Structured around the journey to the final – and beyond it to the subsequent Super Cup victory over SV Hamburg – the chapters assess each game and the impressive domestic results which surrounded it, presenting a pen portrait of a single member of the legendary team. These interviews are often both hilarious and insightful and convey a sense of how those individuals operated, and how they managed to achieve what they did. Even if, as Eric Black recalls, it was considered no big deal: “I just thought that was how it was – you turned up, played a game, got shouted at a bit and won a trophy every year!” (Aside from the European triumph, Ferguson’s Aberdeen were Scottish champions three times and won five domestic cups.)

That collective energy, Ferguson’s ability to construct a team greater than the sum of its parts, lifted the Dons to the highest levels. Ferguson’s attention to detail and control-freak tendencies irked some players but, as Gordon Strachan puts it: “At Pittodrie every Monday morning there would be eight of us wanting to kill Fergie but by Tuesday we’re laughing and joking about it.”
The author lets the overall picture gradually emerge as we read each individual’s account. The result is a fascinating tale of how a group of talented, but otherwise fairly ordinary, blokes did something exceptional together. While there is plenty of information and several mini match reports in the book, Gordon’s pacey writing style ensures it doesn’t get bogged down with the kind of details only a hardcore fan would want to know. Perhaps the only disappointment is that while he touches on the factors which made the team’s success possible, without an interview with Ferguson himself (although his shadow falls on almost every page) the analysis is inevitably incomplete.

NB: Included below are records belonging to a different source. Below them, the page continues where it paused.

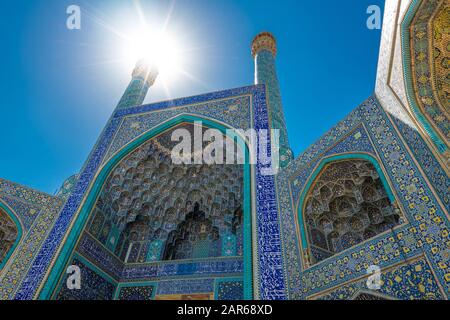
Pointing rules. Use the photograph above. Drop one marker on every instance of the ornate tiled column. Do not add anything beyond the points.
(264, 51)
(143, 77)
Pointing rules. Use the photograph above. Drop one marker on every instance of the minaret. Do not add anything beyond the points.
(264, 50)
(143, 77)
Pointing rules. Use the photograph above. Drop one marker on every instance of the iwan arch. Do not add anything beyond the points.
(373, 191)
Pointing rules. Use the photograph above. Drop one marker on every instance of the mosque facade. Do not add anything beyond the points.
(362, 214)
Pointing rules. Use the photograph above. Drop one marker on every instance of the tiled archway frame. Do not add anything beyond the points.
(88, 249)
(430, 127)
(268, 270)
(427, 231)
(318, 169)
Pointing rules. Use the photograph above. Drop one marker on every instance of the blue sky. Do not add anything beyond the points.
(59, 87)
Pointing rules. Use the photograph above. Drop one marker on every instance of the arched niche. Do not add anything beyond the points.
(10, 233)
(133, 210)
(346, 201)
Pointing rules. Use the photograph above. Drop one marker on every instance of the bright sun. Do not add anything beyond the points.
(160, 49)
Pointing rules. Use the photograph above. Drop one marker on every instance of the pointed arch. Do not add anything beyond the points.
(106, 169)
(9, 214)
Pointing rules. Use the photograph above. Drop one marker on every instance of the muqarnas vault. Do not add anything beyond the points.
(373, 191)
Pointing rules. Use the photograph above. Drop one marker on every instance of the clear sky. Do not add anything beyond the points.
(58, 86)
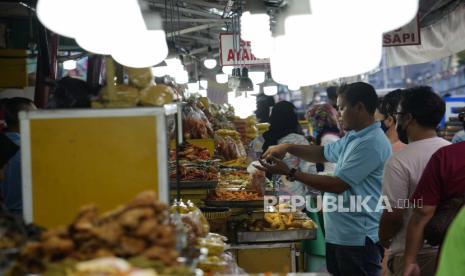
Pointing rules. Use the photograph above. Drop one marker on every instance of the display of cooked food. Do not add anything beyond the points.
(273, 221)
(191, 152)
(110, 266)
(195, 124)
(225, 195)
(195, 223)
(234, 179)
(142, 228)
(228, 145)
(194, 172)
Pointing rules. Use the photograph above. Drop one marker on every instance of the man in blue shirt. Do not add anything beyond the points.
(10, 186)
(352, 243)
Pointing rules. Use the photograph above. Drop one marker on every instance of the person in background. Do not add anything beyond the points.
(352, 243)
(332, 96)
(442, 180)
(460, 136)
(323, 119)
(316, 99)
(285, 129)
(385, 114)
(70, 93)
(10, 186)
(420, 112)
(264, 106)
(452, 260)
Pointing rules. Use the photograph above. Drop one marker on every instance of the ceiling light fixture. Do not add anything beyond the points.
(70, 64)
(270, 87)
(257, 77)
(221, 78)
(227, 70)
(245, 83)
(210, 61)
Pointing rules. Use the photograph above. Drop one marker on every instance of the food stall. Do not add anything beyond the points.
(153, 126)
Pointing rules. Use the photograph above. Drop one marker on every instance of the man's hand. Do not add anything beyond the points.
(385, 243)
(278, 151)
(276, 167)
(411, 270)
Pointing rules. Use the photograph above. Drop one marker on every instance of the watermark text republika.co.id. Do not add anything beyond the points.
(337, 203)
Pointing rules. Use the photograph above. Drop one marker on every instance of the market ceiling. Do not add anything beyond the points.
(194, 25)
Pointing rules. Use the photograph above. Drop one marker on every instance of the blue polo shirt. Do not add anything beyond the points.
(10, 186)
(360, 158)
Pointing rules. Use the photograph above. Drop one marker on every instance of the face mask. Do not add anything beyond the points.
(384, 127)
(402, 133)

Celebrating Gothenburg has sometimes been seen as controversial. Certain commentators (and even some managers) accuse Aberdeen fans of living in the past – or use it as a stick with which to beat those of us who call for better than mid-table finishes, even in these changed days. Ultimately, however, this book reminds us of just how amazing the achievement was and that it is still worth celebrating. And that given the right set of people and circumstances, any of us can achieve more than we thought we could.